Oliver wouldn't blame her, if Thea held him as much responsible for what happened that night in the woods as she held Slade.

He'd be right there on the same page with her, in fact.

But his sister… she had reached her breaking point six months ago. And she had made the choice that best suited her own needs.

Oliver admired her for it. He always had admired Thea's strength. Her single mindedness. Even when it made her annoying. Even when she was clawing at him to just be there for her, when he first got back. Her insidious and relentless insistence that he be a brother had reminded him of what it felt to be one.

So what right did he have really, to ask her to come back to her nightmares? How would he ever find a way to do this, if he wasn't even sure he should?

Oliver doesn't know who the man giving him directions to the café where Thea works in is, but he reads the stranger's body language like it's screaming at him. Whoever he is, he's afraid.

He visibly grimaces at his sister's fake name.

What are you doing Thea?

Though, if Oliver were being honest with himself, he could come up with a hundred and one reasons why she'd lie about that.

When he sees the back of her head for the first time in six months, he almost doesn't recognize her.
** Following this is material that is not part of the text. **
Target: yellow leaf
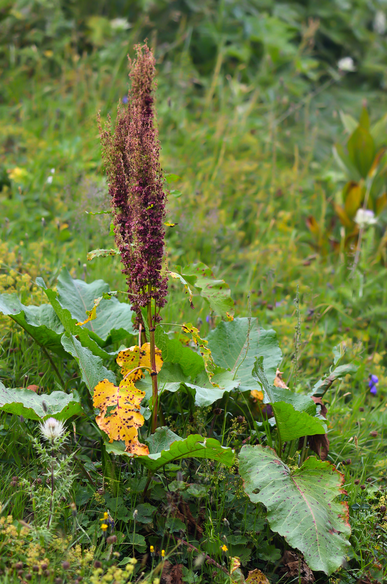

But then she turns, and it's her face beneath the sharp, angular cut of her short hair, and though she looks different, she's still his sister and Oliver realizes he didn't fully understand how much he'd missed her until that moment.

"Thea."

The familiar voice startles her, but when she turns and sees her brother standing there, looking out of place in the bright sun and utterly uncomfortable, but happy to see her, Thea can't help but smile.

She doesn't really think about it and walks straight into his arms.

"Good to see you." he says, arms holding her tight enough to let her know that he'd missed her.

Thea takes a deep breath.

"You, too." She leans back to look at him. "How did you…"

His shrug may be noncommittal but his eyes are too sharp to shell it.

"Well, it's not exactly the Amalfi coast."

He says it offhandedly, but her face falls immediately. She doesn't like lying to him, no matter what Ollie's own policies are on that front. She doesn't like lying, period - but Malcolm made it very clear that nobody was supposed to know about them. About him .

Ollie seems to sense her reaction, so he derails the conversation.

"Can we talk?"

Thea takes a breath, nods.

"Let me talk to Ernesto first," she says as she points him to a table.

Oliver sits down and watches his sister have a fast-paced conversation in fluent spanish with the owner of the café, who shakes his head and shoos her away with a good-natured smile.

"Didn't you flunk Spanish?" Oliver asks, genuinely intrigued, as his sister sits down next to him.

Thea tilts her head at him, familiar impish smile on her face, even though now it looks more like an expression than a true emotion shining through.

It's more deliberate.

"More like skipped it altogether." Thea tells him offhandedly. It earns her a half-hearted smile.

It's so good to see her again.

"Well, you look good." and this time Oliver's smile is real "I like your hair cut."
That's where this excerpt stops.